= Charles Georges Ferville-Suan =

French sculptor

Charles Georges Ferville-Suan was a French sculptor.

== Biography ==
He was born in Le Mans, in Sarthe, on 16 January 1847, and was adopted by the painter Charles Suan. He lived much of his life in Montmartre, and died in Le Mans on 11 December 1925.

He studied at the École des Beaux-Arts of Paris, and was a pupil of François Jouffroy.

He realized medaillons and statuettes, in plaster, marble or bronze. He exhibited at the Salon, as early as 1872, and until 1909, and became a member of the Société des Artistes Français.
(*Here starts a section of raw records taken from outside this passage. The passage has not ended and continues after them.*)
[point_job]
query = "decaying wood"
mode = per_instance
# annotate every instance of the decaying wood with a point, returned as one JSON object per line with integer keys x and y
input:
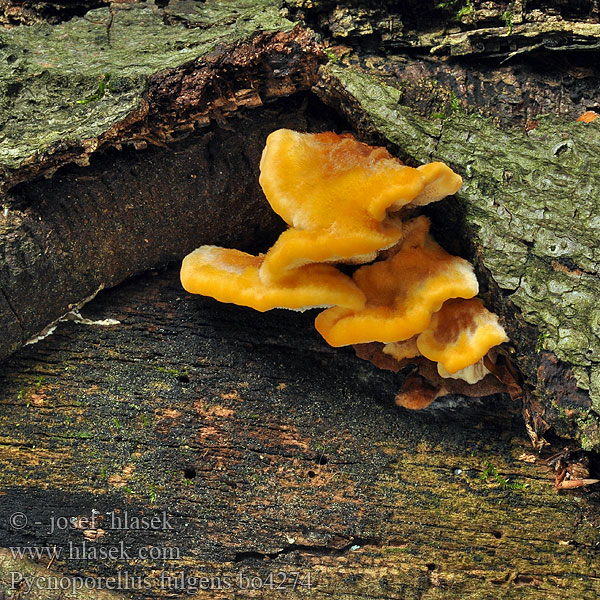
{"x": 271, "y": 452}
{"x": 131, "y": 210}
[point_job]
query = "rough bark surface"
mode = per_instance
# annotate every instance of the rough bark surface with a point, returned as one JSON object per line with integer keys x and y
{"x": 269, "y": 452}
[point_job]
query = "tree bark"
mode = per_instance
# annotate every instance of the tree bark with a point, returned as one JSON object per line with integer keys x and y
{"x": 270, "y": 451}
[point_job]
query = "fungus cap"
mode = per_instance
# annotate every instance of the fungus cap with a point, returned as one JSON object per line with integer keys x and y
{"x": 460, "y": 334}
{"x": 232, "y": 276}
{"x": 334, "y": 192}
{"x": 402, "y": 292}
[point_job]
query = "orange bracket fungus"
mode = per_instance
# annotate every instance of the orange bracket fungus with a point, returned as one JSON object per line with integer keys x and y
{"x": 342, "y": 201}
{"x": 232, "y": 276}
{"x": 402, "y": 292}
{"x": 337, "y": 195}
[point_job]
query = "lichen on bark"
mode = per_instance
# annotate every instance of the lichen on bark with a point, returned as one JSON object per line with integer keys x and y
{"x": 531, "y": 206}
{"x": 67, "y": 84}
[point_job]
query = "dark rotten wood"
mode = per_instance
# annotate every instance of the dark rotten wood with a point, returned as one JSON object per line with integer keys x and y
{"x": 270, "y": 451}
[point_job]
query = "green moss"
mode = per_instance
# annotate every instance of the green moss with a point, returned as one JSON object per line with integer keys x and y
{"x": 542, "y": 249}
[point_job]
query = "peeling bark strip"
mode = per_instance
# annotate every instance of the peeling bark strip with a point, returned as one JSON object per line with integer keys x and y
{"x": 130, "y": 211}
{"x": 62, "y": 240}
{"x": 528, "y": 201}
{"x": 188, "y": 69}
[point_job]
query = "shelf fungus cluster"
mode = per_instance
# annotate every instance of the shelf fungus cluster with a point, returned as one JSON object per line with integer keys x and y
{"x": 347, "y": 202}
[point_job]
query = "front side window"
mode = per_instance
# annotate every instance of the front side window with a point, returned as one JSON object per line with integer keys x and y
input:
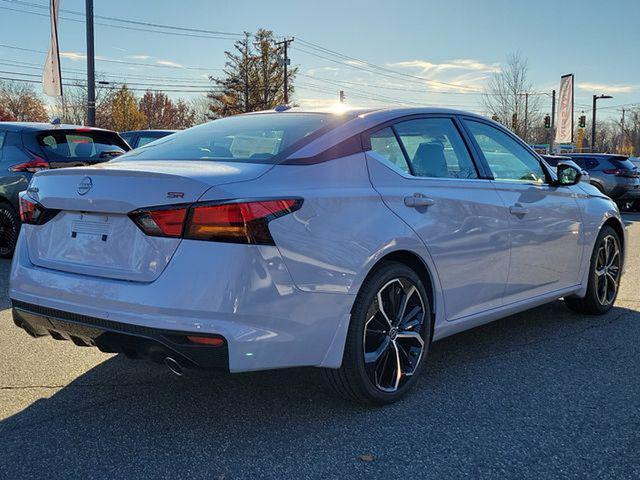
{"x": 507, "y": 159}
{"x": 435, "y": 148}
{"x": 61, "y": 145}
{"x": 144, "y": 140}
{"x": 385, "y": 144}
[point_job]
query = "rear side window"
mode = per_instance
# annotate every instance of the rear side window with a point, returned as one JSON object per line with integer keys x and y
{"x": 622, "y": 163}
{"x": 435, "y": 149}
{"x": 507, "y": 158}
{"x": 68, "y": 145}
{"x": 257, "y": 138}
{"x": 144, "y": 140}
{"x": 128, "y": 137}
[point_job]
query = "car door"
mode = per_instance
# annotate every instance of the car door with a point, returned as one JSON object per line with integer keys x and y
{"x": 424, "y": 172}
{"x": 544, "y": 220}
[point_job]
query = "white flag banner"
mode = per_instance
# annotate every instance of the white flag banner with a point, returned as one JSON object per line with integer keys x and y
{"x": 564, "y": 125}
{"x": 51, "y": 76}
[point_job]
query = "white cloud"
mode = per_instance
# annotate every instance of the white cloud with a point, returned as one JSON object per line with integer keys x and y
{"x": 169, "y": 63}
{"x": 604, "y": 88}
{"x": 313, "y": 71}
{"x": 461, "y": 74}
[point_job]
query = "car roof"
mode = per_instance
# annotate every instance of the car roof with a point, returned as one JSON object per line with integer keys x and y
{"x": 352, "y": 112}
{"x": 42, "y": 126}
{"x": 598, "y": 155}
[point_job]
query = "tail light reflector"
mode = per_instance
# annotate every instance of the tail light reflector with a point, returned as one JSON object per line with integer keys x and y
{"x": 211, "y": 341}
{"x": 162, "y": 223}
{"x": 233, "y": 221}
{"x": 35, "y": 164}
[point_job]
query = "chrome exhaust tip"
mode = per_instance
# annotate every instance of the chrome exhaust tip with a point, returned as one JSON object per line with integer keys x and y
{"x": 173, "y": 365}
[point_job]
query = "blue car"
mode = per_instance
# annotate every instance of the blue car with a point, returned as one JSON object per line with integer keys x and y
{"x": 347, "y": 241}
{"x": 26, "y": 148}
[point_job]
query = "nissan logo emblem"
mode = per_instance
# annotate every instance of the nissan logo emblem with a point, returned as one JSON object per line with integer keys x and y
{"x": 85, "y": 185}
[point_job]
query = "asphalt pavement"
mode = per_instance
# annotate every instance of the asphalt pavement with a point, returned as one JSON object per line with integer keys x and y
{"x": 543, "y": 394}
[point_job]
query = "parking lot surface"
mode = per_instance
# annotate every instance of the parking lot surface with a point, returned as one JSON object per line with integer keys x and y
{"x": 543, "y": 394}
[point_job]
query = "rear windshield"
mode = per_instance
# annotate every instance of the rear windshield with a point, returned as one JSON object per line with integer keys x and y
{"x": 61, "y": 145}
{"x": 258, "y": 138}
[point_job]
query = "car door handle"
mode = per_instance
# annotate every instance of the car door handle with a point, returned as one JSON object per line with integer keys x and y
{"x": 518, "y": 210}
{"x": 418, "y": 200}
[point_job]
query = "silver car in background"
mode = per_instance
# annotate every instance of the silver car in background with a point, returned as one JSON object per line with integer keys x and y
{"x": 348, "y": 241}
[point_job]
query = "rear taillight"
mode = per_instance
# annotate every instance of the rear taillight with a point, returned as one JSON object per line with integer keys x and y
{"x": 32, "y": 212}
{"x": 34, "y": 164}
{"x": 234, "y": 221}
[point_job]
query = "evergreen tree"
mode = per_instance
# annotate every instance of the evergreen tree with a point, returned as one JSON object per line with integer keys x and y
{"x": 253, "y": 77}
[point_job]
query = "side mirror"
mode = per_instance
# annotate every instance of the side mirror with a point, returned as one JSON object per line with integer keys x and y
{"x": 568, "y": 174}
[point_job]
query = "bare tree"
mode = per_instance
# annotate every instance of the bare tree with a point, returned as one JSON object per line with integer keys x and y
{"x": 200, "y": 107}
{"x": 511, "y": 92}
{"x": 19, "y": 101}
{"x": 72, "y": 106}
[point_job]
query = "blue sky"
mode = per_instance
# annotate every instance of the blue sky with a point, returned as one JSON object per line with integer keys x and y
{"x": 459, "y": 42}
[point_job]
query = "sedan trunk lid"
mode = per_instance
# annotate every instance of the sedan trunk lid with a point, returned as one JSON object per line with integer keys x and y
{"x": 92, "y": 233}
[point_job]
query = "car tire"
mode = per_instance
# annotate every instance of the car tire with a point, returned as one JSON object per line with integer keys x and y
{"x": 9, "y": 229}
{"x": 604, "y": 275}
{"x": 388, "y": 340}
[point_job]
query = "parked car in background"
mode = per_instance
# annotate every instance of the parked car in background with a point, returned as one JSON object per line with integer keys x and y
{"x": 26, "y": 148}
{"x": 290, "y": 238}
{"x": 553, "y": 160}
{"x": 614, "y": 175}
{"x": 139, "y": 138}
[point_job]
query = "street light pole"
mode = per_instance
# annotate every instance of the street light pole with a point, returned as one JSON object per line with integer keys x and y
{"x": 593, "y": 119}
{"x": 91, "y": 67}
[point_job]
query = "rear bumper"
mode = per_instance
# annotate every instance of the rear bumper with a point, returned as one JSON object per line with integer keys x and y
{"x": 114, "y": 337}
{"x": 625, "y": 192}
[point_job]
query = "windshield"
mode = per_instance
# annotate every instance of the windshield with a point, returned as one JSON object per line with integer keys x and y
{"x": 64, "y": 145}
{"x": 257, "y": 138}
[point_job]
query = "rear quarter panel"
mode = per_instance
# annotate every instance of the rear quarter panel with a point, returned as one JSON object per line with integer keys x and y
{"x": 342, "y": 229}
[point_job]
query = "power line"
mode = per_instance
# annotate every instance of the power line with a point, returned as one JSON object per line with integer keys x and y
{"x": 150, "y": 85}
{"x": 374, "y": 66}
{"x": 123, "y": 62}
{"x": 106, "y": 86}
{"x": 180, "y": 31}
{"x": 34, "y": 66}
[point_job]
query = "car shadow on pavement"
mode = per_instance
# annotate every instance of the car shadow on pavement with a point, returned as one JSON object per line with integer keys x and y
{"x": 518, "y": 390}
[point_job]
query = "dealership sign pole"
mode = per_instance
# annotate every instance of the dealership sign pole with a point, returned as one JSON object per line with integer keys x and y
{"x": 51, "y": 75}
{"x": 564, "y": 128}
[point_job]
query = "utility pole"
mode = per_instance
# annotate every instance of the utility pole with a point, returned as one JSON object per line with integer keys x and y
{"x": 593, "y": 120}
{"x": 526, "y": 116}
{"x": 553, "y": 121}
{"x": 621, "y": 150}
{"x": 285, "y": 61}
{"x": 91, "y": 67}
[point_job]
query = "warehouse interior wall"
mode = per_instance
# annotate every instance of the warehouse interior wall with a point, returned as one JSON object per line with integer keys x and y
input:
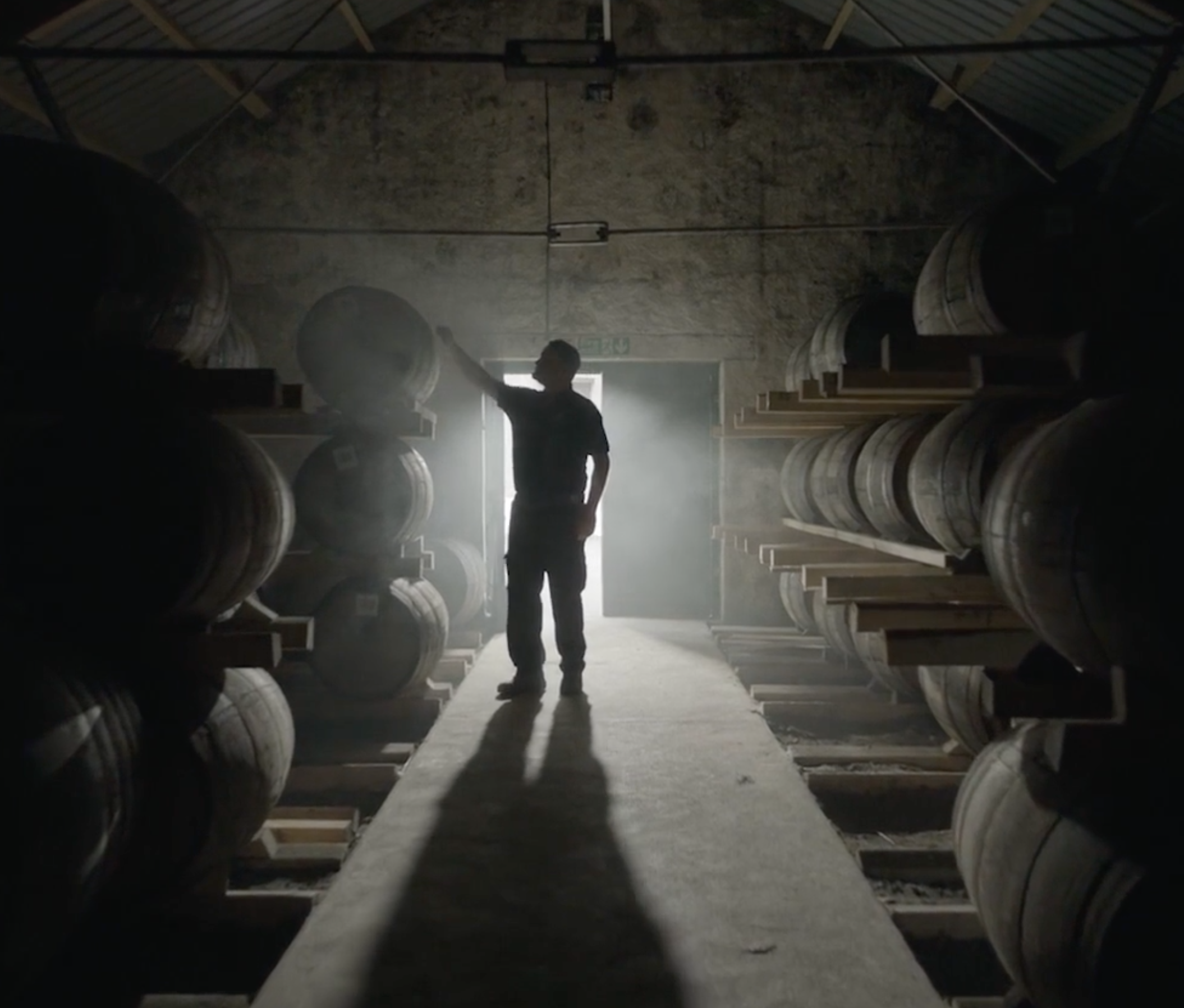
{"x": 322, "y": 197}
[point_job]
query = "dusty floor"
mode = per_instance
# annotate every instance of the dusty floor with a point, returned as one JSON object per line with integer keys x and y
{"x": 650, "y": 845}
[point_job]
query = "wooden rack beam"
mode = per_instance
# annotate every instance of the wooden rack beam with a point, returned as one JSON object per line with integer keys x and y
{"x": 906, "y": 383}
{"x": 965, "y": 588}
{"x": 790, "y": 406}
{"x": 917, "y": 554}
{"x": 998, "y": 648}
{"x": 815, "y": 576}
{"x": 868, "y": 618}
{"x": 825, "y": 389}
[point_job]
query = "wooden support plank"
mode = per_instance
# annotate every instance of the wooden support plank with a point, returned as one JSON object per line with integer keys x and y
{"x": 724, "y": 533}
{"x": 436, "y": 690}
{"x": 827, "y": 391}
{"x": 917, "y": 865}
{"x": 1116, "y": 123}
{"x": 356, "y": 25}
{"x": 217, "y": 651}
{"x": 832, "y": 719}
{"x": 999, "y": 376}
{"x": 917, "y": 554}
{"x": 750, "y": 417}
{"x": 998, "y": 648}
{"x": 790, "y": 406}
{"x": 345, "y": 777}
{"x": 926, "y": 922}
{"x": 976, "y": 67}
{"x": 451, "y": 671}
{"x": 907, "y": 803}
{"x": 296, "y": 633}
{"x": 785, "y": 556}
{"x": 965, "y": 588}
{"x": 176, "y": 35}
{"x": 840, "y": 23}
{"x": 868, "y": 616}
{"x": 815, "y": 576}
{"x": 1086, "y": 698}
{"x": 767, "y": 434}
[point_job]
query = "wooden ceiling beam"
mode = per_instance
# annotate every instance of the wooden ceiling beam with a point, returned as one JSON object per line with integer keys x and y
{"x": 969, "y": 72}
{"x": 26, "y": 104}
{"x": 1113, "y": 126}
{"x": 356, "y": 24}
{"x": 176, "y": 35}
{"x": 841, "y": 19}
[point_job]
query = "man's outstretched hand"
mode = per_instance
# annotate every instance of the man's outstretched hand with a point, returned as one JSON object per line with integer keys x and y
{"x": 585, "y": 524}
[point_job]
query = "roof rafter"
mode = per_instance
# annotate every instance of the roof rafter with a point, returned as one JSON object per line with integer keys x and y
{"x": 27, "y": 105}
{"x": 1117, "y": 122}
{"x": 175, "y": 34}
{"x": 356, "y": 24}
{"x": 841, "y": 19}
{"x": 969, "y": 72}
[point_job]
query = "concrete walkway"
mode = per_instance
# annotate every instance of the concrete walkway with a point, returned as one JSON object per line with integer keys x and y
{"x": 651, "y": 845}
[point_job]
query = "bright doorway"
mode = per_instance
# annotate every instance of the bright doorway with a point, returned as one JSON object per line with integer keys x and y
{"x": 591, "y": 386}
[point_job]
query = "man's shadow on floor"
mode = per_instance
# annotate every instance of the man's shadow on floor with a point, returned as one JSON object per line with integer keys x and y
{"x": 521, "y": 896}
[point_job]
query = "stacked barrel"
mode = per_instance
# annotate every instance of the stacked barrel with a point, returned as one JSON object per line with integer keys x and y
{"x": 364, "y": 495}
{"x": 1062, "y": 829}
{"x": 134, "y": 521}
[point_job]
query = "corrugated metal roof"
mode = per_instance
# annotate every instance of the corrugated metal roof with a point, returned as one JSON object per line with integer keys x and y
{"x": 141, "y": 108}
{"x": 1059, "y": 95}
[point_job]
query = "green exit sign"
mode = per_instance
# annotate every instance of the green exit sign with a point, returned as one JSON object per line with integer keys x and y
{"x": 604, "y": 347}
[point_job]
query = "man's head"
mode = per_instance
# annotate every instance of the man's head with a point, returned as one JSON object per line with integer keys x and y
{"x": 557, "y": 366}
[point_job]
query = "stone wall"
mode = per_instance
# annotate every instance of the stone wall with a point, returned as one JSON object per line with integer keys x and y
{"x": 457, "y": 148}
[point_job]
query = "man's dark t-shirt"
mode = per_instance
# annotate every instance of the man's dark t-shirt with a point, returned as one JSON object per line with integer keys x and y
{"x": 553, "y": 437}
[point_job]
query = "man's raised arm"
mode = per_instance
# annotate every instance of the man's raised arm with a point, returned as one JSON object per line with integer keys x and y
{"x": 468, "y": 366}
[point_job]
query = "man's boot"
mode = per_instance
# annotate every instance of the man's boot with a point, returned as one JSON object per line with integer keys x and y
{"x": 522, "y": 685}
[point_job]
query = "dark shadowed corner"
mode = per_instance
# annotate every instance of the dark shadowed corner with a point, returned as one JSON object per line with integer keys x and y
{"x": 522, "y": 896}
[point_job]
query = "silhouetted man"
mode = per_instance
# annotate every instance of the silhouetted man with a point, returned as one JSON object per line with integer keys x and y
{"x": 554, "y": 434}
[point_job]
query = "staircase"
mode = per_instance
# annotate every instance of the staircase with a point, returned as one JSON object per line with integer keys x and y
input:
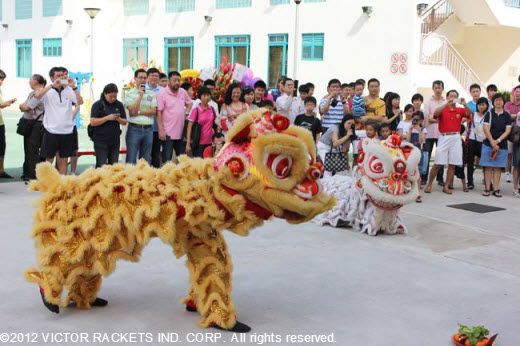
{"x": 437, "y": 50}
{"x": 435, "y": 16}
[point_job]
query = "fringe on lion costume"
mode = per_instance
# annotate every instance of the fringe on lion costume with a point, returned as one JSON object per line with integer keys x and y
{"x": 84, "y": 224}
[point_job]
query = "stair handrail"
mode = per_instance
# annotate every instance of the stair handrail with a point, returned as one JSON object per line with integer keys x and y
{"x": 446, "y": 44}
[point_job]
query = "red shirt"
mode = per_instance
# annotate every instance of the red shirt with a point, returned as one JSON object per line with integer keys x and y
{"x": 450, "y": 119}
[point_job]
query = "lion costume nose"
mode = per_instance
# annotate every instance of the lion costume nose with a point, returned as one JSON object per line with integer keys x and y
{"x": 307, "y": 189}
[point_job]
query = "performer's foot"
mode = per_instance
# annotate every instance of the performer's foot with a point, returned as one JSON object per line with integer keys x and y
{"x": 52, "y": 307}
{"x": 190, "y": 306}
{"x": 99, "y": 302}
{"x": 239, "y": 327}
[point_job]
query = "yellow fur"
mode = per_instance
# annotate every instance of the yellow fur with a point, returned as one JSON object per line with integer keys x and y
{"x": 84, "y": 224}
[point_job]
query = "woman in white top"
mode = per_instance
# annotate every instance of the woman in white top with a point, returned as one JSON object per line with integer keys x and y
{"x": 231, "y": 108}
{"x": 474, "y": 138}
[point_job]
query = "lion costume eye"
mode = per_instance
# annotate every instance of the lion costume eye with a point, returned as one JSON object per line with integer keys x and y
{"x": 279, "y": 164}
{"x": 375, "y": 165}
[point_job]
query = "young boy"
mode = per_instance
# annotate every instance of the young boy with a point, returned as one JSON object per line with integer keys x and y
{"x": 308, "y": 119}
{"x": 384, "y": 131}
{"x": 358, "y": 102}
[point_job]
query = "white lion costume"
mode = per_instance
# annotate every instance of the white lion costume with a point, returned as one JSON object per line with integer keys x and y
{"x": 384, "y": 180}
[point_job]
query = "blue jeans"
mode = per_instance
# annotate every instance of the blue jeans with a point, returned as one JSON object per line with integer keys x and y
{"x": 106, "y": 153}
{"x": 139, "y": 142}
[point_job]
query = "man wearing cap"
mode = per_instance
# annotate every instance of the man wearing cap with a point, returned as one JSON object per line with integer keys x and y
{"x": 449, "y": 146}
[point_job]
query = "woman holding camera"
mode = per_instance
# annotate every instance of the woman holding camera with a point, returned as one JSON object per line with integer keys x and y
{"x": 106, "y": 116}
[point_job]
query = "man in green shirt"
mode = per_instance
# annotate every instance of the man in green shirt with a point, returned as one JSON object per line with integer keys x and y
{"x": 142, "y": 106}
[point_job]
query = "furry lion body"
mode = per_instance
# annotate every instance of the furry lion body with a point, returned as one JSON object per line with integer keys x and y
{"x": 84, "y": 224}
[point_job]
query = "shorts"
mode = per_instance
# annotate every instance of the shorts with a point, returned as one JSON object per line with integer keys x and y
{"x": 66, "y": 145}
{"x": 449, "y": 150}
{"x": 2, "y": 140}
{"x": 485, "y": 158}
{"x": 516, "y": 156}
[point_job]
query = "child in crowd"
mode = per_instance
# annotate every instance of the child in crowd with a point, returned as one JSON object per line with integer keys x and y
{"x": 358, "y": 102}
{"x": 217, "y": 144}
{"x": 308, "y": 119}
{"x": 404, "y": 125}
{"x": 359, "y": 130}
{"x": 384, "y": 131}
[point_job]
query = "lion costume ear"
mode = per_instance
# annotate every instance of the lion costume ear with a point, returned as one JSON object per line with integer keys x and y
{"x": 242, "y": 129}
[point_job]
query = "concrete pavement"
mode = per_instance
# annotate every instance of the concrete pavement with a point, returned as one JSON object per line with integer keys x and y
{"x": 453, "y": 267}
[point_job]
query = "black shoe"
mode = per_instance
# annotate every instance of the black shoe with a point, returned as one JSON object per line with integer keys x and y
{"x": 52, "y": 307}
{"x": 99, "y": 302}
{"x": 5, "y": 176}
{"x": 239, "y": 327}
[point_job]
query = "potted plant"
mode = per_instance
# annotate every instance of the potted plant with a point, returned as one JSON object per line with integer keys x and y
{"x": 473, "y": 336}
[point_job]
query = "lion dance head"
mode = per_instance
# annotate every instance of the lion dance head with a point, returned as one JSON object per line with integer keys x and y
{"x": 274, "y": 165}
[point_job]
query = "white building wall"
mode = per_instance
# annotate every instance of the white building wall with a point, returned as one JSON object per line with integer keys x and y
{"x": 356, "y": 46}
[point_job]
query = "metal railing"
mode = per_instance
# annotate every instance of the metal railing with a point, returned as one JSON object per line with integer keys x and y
{"x": 442, "y": 53}
{"x": 512, "y": 3}
{"x": 436, "y": 15}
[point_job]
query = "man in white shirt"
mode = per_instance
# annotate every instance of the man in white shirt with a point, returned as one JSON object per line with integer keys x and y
{"x": 59, "y": 101}
{"x": 298, "y": 105}
{"x": 285, "y": 100}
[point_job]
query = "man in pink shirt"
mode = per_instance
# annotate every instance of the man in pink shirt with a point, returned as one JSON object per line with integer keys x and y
{"x": 432, "y": 127}
{"x": 173, "y": 103}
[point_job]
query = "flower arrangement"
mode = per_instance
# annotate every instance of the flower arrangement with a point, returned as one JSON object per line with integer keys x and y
{"x": 473, "y": 336}
{"x": 223, "y": 79}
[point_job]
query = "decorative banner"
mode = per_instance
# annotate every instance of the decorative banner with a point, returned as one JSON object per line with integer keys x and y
{"x": 238, "y": 72}
{"x": 207, "y": 73}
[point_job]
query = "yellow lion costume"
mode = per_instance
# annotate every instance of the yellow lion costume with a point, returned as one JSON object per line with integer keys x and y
{"x": 84, "y": 224}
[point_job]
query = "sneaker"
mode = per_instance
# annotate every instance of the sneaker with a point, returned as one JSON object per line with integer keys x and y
{"x": 5, "y": 176}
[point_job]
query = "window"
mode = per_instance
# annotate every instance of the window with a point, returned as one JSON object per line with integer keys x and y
{"x": 52, "y": 8}
{"x": 277, "y": 63}
{"x": 236, "y": 48}
{"x": 312, "y": 46}
{"x": 180, "y": 5}
{"x": 24, "y": 58}
{"x": 52, "y": 47}
{"x": 135, "y": 51}
{"x": 23, "y": 9}
{"x": 233, "y": 3}
{"x": 178, "y": 53}
{"x": 135, "y": 7}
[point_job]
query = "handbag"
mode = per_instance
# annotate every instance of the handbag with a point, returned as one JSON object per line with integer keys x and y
{"x": 423, "y": 163}
{"x": 25, "y": 126}
{"x": 336, "y": 162}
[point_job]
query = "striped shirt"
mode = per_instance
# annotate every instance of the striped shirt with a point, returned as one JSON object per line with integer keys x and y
{"x": 334, "y": 115}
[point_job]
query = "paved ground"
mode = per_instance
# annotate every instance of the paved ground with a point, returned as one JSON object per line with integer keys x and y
{"x": 454, "y": 267}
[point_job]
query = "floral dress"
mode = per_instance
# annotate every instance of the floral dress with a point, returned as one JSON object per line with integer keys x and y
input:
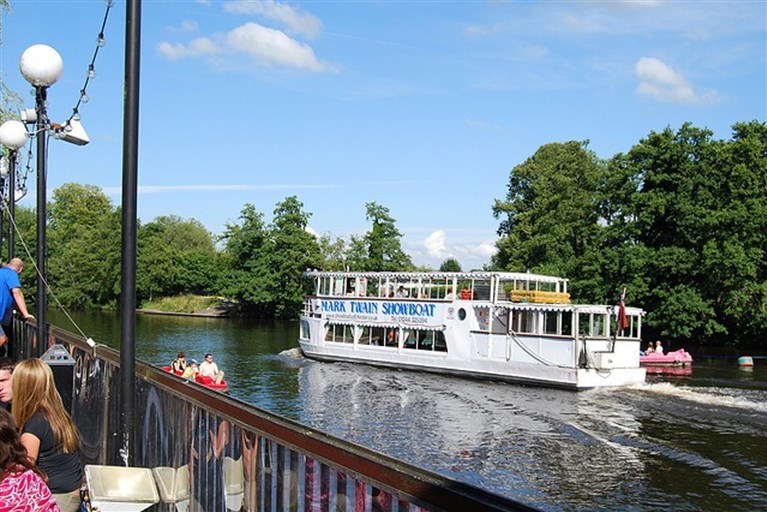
{"x": 25, "y": 491}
In 1878, he married Marie Ernestine Lavieille, daughter of Eugène Lavieille, and landscape painter as her father.

== Works ==
- L'amour captif, plaster statue. Collections of Le Mans Museums.
- Le peintre Jaffard, terra-cotta medaillon. Collections of Le Mans Museums.

== Bibliography ==
- Émile Bellier de la Chavignerie and Louis Auvray. Dictionnaire général des artistes de l'École française depuis l'origine des arts du dessin jusqu'à nos jours. Renouard, Paris, 1882–1887. Reprint : Garland Publishing Inc., New York & London, 1979.
- E. Bénézit. Dictionnaire des peintres, sculpteurs, dessinateurs et graveurs, 1999, Gründ.
- André Roussard. Dictionnaire des peintres à Montmartre. Peintres, sculpteurs, graveurs, dessinateurs, illustrateurs, plasticiens aux XIXe et XXe siècles. Éditions André Roussard, 1999.